Tribord la barre, dit-il--et l'on entend la chaîne grincer dans les poulies, le bâtiment évolue lentement:--là, gouvernez comme cela, ajoute-t-il, debout au vent, attention à prendre la mer en belle et maintenant à la grâce de Dieu!
Mais il n'a pas achevé que dans une rafale d'une violence peu commune le rideau de nuages accumulés à l'horizon s'est subitement déchiré: aussitôt un roulement de cloche joyeux a retenti au bossoir: là, en haut, dans le ciel à travers la déchirure, comme une étoile d'un brillant incomparable une lumière scintille en une série de petits éclats.
La vision n'a eu que la durée d'un éclair et tout est retombé dans les ténèbres, le rideau de nuages impénétrable s'est refermé. Mais cet éclair a suffi, le phare a brillé, il n'y a pas à en douter, c'est lui!
Dès lors, il n'y a plus ni tempêtes, ni ténèbres, ni côte à craindre: l'homme est maintenant maître des éléments, il sait où il est, où il va, dans une heure il sera dans le port.
Dans son langage spécial le phare lui a parlé.

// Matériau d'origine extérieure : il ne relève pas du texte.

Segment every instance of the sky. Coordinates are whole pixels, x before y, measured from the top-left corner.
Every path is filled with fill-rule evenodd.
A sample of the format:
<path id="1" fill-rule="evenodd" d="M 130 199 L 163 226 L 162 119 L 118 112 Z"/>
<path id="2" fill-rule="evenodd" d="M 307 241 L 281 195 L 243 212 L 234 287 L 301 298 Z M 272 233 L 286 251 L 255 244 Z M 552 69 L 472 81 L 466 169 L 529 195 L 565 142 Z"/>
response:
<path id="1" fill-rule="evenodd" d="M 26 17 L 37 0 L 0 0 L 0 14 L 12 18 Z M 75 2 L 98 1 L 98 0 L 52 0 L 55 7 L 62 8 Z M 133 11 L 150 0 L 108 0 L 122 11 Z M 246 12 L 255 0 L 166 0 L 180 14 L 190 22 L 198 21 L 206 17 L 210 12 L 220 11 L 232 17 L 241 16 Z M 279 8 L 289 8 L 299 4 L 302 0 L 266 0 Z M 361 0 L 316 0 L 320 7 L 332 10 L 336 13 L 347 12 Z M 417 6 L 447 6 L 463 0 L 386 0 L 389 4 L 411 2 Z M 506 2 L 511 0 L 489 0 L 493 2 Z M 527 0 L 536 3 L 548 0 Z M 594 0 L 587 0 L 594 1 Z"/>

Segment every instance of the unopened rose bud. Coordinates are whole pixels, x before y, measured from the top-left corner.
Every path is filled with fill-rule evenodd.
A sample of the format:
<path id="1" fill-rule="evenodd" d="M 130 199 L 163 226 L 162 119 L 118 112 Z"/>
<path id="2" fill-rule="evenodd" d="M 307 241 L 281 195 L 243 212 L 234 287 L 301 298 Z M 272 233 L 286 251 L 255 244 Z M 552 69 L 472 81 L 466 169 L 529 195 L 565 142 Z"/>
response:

Aussi, la route rectifiée, le bâtiment file, assailli de tous côtés par la mer avec une dernière furie, comme si elle sentait une proie depuis quatre jours convoitée, tout à l'heure presque certaine, lui échapper, et il longe la côte sans crainte, à bonne distance, sachant d'avance ce qu'il va trouver.
Voici que tout à coup, en effet, une seconde fois l'horizon s'illumine; un éclat doux cette fois, de lumière fixe, continue, blanche, un peu floue sous la pluie, brille; c'est le second phare de l'entrée du golfe. Quelques tours d'hélice encore, et l'on sera tout à fait à l'abri sous la terre; puis, à bâbord, un gros feu rouge roule, constamment en mouvement, c'est le feu flottant du grand banc, et là-bas, à deux milles à peine, des feux rouges, verts, blancs, scintillent dans le calme du plus profond de la baie, indiquant les passes de l'entrée du port.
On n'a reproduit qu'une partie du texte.